HARROD — A memorial dedicated to the memory of four Ohio sailors who were among 74 seamen to perish aboard the USS Frank E. Evans in 1969 was dedicated Saturday morning during an at-times emotional, two-hour ceremony.
The small Allen County village was selected as the Ohio site of the memorial honoring the four servicemen from the Buckeye State who died when the naval destroyer sunk in the South China Sea on June 3, 1969. Harrod was selected, in part, because one of those four men was a Lima resident.
Larry Allen Gracely, a 1965 graduate of Shawnee High School, was a 20-year-old sonar technician aboard the USS Evans when it was struck by an Australian aircraft carrier in the South China Sea during friendly wartime exercises.
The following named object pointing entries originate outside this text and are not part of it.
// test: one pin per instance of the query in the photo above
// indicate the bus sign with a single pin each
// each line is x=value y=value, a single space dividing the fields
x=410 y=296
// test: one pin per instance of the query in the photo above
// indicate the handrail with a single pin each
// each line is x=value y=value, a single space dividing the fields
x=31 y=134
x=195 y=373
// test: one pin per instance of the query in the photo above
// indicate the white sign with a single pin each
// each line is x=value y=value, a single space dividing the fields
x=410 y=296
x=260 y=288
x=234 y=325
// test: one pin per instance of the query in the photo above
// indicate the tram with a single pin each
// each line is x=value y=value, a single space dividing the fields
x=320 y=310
The USS Evans broke in half and sunk after the collision, killing Gracely and 73 more of the 278 sailors aboard.
The ships, along with vessels from other allies, were gathered in Southeast Asia during the Vietnam War to give support to U.S. ground forces in the region when the tragedy occurred.
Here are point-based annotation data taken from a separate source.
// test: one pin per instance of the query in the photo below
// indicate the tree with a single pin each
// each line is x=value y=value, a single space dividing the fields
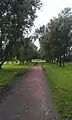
x=56 y=37
x=16 y=18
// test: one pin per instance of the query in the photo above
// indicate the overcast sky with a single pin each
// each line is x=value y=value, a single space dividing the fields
x=50 y=9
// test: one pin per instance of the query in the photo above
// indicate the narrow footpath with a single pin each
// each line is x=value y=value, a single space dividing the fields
x=29 y=99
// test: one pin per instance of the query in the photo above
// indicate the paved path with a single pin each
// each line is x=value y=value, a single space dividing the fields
x=29 y=99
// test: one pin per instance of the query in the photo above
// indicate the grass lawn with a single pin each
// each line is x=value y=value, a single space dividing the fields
x=60 y=81
x=8 y=72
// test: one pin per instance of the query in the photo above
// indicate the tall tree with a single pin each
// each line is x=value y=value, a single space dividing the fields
x=16 y=18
Several survivors of that horrific incident were in Harrod on Saturday, joined by other military veterans, area dignitaries and family members of the Ohio men who died aboard the USS Frank D. Evans. They gathered to dedicate a new memorial in Harrod Veterans Memorial Park that will allow the names and memory of the four servicemen to live on in perpetuity.
David Paxton, co-founder (along with his wife, Kathleen) of the Allen County Veterans Memorial Foundation, welcomed the large crowd to Harrod and told how the memorial came to be located in the Allen County community. He said Dean Wyse, an Ohio survivor of the USS Evans tragedy, had been looking for a location for an Ohio memorial.
Wyse is a member of the USS Frank E. Evans (DD 754) Association, a group formed in 1992 that has helped establish memorials in more than a dozen other states. The 74 seamen who perished were from 28 states.
Wyse said several Ohio locations were considered, but it was during a visit to Harrod during the community’s Pork Rind Festival that “we felt this was the proper place for an Ohio memorial.”
Survivors of the incident aboard the USS Evans came from as far away as Oregon and Georgia to attend Saturday’s ceremonies. Terry Vejr said he has traveled from his home in Portland, Oregon, to attend eight similar ceremonies.
Jack Wimsett, of Garfield Heights, also survived the 1969 tragedy.
“Why am I here today? Because of my buddies. I’ve got to pay my respects to the ones we lost,” Winsett said. “Do I have bad memories? I sure do. Every day. I just can’t get rid of them.”
Also in attendance at Saturday’s ceremony was this season’s entire varsity football team from Shawnee High School. Their presence was a tribute to Gracely, who wore No. 54 during his playing career at Shawnee. The Gracely Award is presented annually to one Shawnee football standout.
Speaking on behalf of a dozen members of the Shawnee High School Class of 1965, John Robinson said of Gracely, “We will always remember his laugh … his smiling face.”
Shortly after Gracely had joined the Navy, Robinson remembers asking him, “Why?”
“He said he felt he needed to be there,” Robinson said. “Thank you, Larry, and God bless you.”
Among the dignitaries speaking Saturday was Ohio 4th District Congressman Jim Jordan, who said it is “always appropriate to honor service, sacrifice and heroes.” Jordan said the U.S. military “has always stood for freedom, for countless people around the world.”
Several speakers at the dedication noted that the names of the 74 sailors who died aboard the USS Evans are not listed on the Vietnam Memorial Wall in Washington, D.C. They apparently have been deemed ineligible for inclusion on the wall “because they were killed outside a designated combat zone,” according to literature distributed at the dedication. Members of the USS Frank E. Evans (DD 754) Association said they will continue to fight to have those names included on the Vietnam Memorial.